Imaging Studies of the Liver


The diagnosis of hepatobiliary disease frequently requires the use of imaging studies to characterize the presence of vascular and parenchymal changes which may facilitate diagnosis and management. Traditional imaging studies include abdominal ultrasonography (US), computed tomography (CT), and magnetic resonance imaging (MRI). More recent imaging techniques which incorporate liver elastography have emerged as important clinical tools to facilitate the diagnosis of liver cirrhosis, which remains an essential step in management. Several of the most commonly used techniques include vibration-controlled transient elastography (VCTE), shear wave elastography, acoustic radiation force impulse elastography (ARFI), and magnetic resonance elastography (MRE).
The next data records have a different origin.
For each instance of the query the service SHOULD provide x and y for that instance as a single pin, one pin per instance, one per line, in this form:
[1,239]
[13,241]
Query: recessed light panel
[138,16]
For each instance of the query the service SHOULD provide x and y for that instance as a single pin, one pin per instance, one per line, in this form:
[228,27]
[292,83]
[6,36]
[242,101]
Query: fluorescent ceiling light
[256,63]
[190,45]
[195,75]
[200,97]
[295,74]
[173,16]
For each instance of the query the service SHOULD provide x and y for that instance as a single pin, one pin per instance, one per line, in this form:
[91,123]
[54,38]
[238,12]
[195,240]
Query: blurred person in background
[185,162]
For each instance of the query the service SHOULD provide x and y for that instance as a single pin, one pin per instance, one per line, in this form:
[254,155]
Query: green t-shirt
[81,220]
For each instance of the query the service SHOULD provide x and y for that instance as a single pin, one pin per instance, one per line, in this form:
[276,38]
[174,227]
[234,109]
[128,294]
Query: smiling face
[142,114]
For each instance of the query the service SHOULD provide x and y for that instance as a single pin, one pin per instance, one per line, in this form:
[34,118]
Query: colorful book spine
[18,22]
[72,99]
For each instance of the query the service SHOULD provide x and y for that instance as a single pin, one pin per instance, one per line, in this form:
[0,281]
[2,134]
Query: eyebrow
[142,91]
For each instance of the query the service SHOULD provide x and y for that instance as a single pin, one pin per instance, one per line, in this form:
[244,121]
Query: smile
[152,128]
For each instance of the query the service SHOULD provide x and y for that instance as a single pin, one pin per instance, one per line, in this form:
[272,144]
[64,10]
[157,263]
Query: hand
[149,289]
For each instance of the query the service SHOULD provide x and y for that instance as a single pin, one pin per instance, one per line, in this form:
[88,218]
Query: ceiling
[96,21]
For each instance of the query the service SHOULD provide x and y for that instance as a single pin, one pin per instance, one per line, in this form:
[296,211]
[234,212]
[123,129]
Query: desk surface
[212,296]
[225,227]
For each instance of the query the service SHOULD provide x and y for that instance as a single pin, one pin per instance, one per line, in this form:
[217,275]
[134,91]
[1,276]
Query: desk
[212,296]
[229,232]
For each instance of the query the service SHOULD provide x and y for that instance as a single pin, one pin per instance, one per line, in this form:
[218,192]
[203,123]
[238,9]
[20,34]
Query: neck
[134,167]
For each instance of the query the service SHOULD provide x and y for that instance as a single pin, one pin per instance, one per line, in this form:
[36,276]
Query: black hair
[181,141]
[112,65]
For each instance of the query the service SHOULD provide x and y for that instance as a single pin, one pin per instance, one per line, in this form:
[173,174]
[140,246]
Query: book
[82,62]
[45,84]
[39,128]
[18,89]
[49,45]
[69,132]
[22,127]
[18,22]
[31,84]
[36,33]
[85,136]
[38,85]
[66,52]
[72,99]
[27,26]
Techniques such as VCTE are now routinely used in clinical practice, whereas others primarily used in research contexts such as MRE are now emerging as potentially important clinical tools for chronic liver diseases such as nonalcoholic fatty liver disease (NAFLD).

Abdominal Ultrasonography

Abdominal US is often the first imaging modality used to evaluate the liver. US is easily performed, does not require intravenous (IV) access, and can provide a large amount of clinically relevant information in evaluating the liver and biliary tract. The use of Doppler technology also enables examination of the hepatic and portal venous system and the hepatic arterial flow. These latter developments have been particularly useful in the evaluation of patients after orthotopic liver transplantation and in those who have undergone placement of a transjugular intrahepatic portosystemic shunt (TIPS).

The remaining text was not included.